Thanks for the comment moosa.
Bob, that is a good summary of what I've tried to say. Thanks for stating it more explicitly than I have.
Now for my latest novel...
Given the amount of variables that still exist, my inclination is that it would be more "efficient" to guess and check for barrel lengths, and probably without any resulting loss in performance over using your tables.
These tables are far more powerful than testing due only to the time involved in testing. At worst these tables reduce the number of tests to perform. There also aren't too many variables in the pneumatic problem and a number of assumptions can be made that are valid in general.
What is the conventional way to make an air gun perform at peak efficiency at a certain level of performance? One might make a gun of reasonable dimensions and keep increasing pressure until the desired performance is reached. This doesn't result in an optimal configuration, so to get an optimal configuration, one has to start adjusting other parameters. This gets very complicated; these tables provide a shortcut.
Finding the ideal barrel length for a gun of a fixed gas chamber volume (i.e. a modified gun) is a little more straightforward. But this often will result in configurations where the darts are too light for peak efficiency. The tables provide insight here to not only reduce testing time, but to also let you know that your gun likely will perform better if you increase dart mass.
As for the limitations of the model and this approach, the model make a number of assumptions that are valid for guns people would want to use. Ideally, valves open quickly, dead space is small, and there are no leaks. If one is going to take the time to design an efficient gun, surely these assumptions would be valid, so I see no reason to include other assumptions in a relatively simple table like this.
The assumptions I've made in this model are valid for at least 90% of good performing Nerf air guns. Additional variables aren't necessary.
Given how rigorous you've attempted to be here, it would be a good idea to evaluate for yourself the actual consistency, accuracy, and overall benefit of using your table method over the conventional means before you pin this as "useful."
I'll admit that I have not had the time to verify the accuracy of the tables. This will be done when I have the time. I'm very reasonably confident in the tables, however, as simpler simulations I've written were plenty accurate and I checked my work many times before implementing the simulation.
I don't think you're going to get any significant improvements in results via this method compared to conventional methods (let alone the extra work involved and whether or not anyone cares about 5 extra feet).

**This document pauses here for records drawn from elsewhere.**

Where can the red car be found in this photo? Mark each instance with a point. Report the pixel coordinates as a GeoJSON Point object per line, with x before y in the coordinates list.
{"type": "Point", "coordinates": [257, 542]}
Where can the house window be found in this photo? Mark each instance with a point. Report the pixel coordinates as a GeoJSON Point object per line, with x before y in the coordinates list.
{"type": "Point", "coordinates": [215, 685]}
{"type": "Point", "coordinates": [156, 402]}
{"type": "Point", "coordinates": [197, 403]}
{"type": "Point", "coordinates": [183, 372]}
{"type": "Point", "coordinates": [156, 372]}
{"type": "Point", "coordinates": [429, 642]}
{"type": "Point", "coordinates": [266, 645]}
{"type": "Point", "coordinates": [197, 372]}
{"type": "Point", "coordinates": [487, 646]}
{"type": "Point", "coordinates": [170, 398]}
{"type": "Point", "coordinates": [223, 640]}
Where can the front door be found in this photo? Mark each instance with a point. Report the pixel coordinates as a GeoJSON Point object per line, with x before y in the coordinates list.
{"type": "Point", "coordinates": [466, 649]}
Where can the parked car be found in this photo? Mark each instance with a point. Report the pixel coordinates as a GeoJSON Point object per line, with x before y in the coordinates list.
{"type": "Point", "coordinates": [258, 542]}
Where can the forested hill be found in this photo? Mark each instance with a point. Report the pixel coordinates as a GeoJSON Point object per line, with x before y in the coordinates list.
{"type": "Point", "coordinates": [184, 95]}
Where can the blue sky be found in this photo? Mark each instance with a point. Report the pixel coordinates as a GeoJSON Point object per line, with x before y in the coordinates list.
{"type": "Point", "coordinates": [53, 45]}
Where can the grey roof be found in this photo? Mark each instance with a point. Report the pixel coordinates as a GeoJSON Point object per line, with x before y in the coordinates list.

The performance increase can be very substantial. Most Nerf guns have efficiencies of less than 20%, even with optimized barrel lengths. A quick glance at my table shows that efficiencies over twice that are possible. This does far more than increase range by 5 feet. I'm not even interested in improving range; I want to keep range constant while reducing the amount of energy I put in the gun. That's practically impossible outside of simulation, as I've tried to explain above.
And even if you could account for as many variables as possible, there's always variation within the components of the blasters themselves, which you have no control over and would further skew actual results.
Uncertainties in measurements and the fact that we can't control for everything do make test results variable. But, this is a fact of empirical measurement, and is no reason not to use a model.
I don't want people to come in here and be dazzled by all the mathematics and think this is the Barrel Length Guide thread 2.0, this time made by a Nerf god.
Me neither. In fact, I waited a few weeks before posting this because I wasn't sure how people would react. I'm thankful that no one has accepted this as some sort of dogma.
Also, if it was unclear, my post in the recent barrel length thread was partly a joke.
Edited by Doom, 15 May 2010 - 06:26 AM.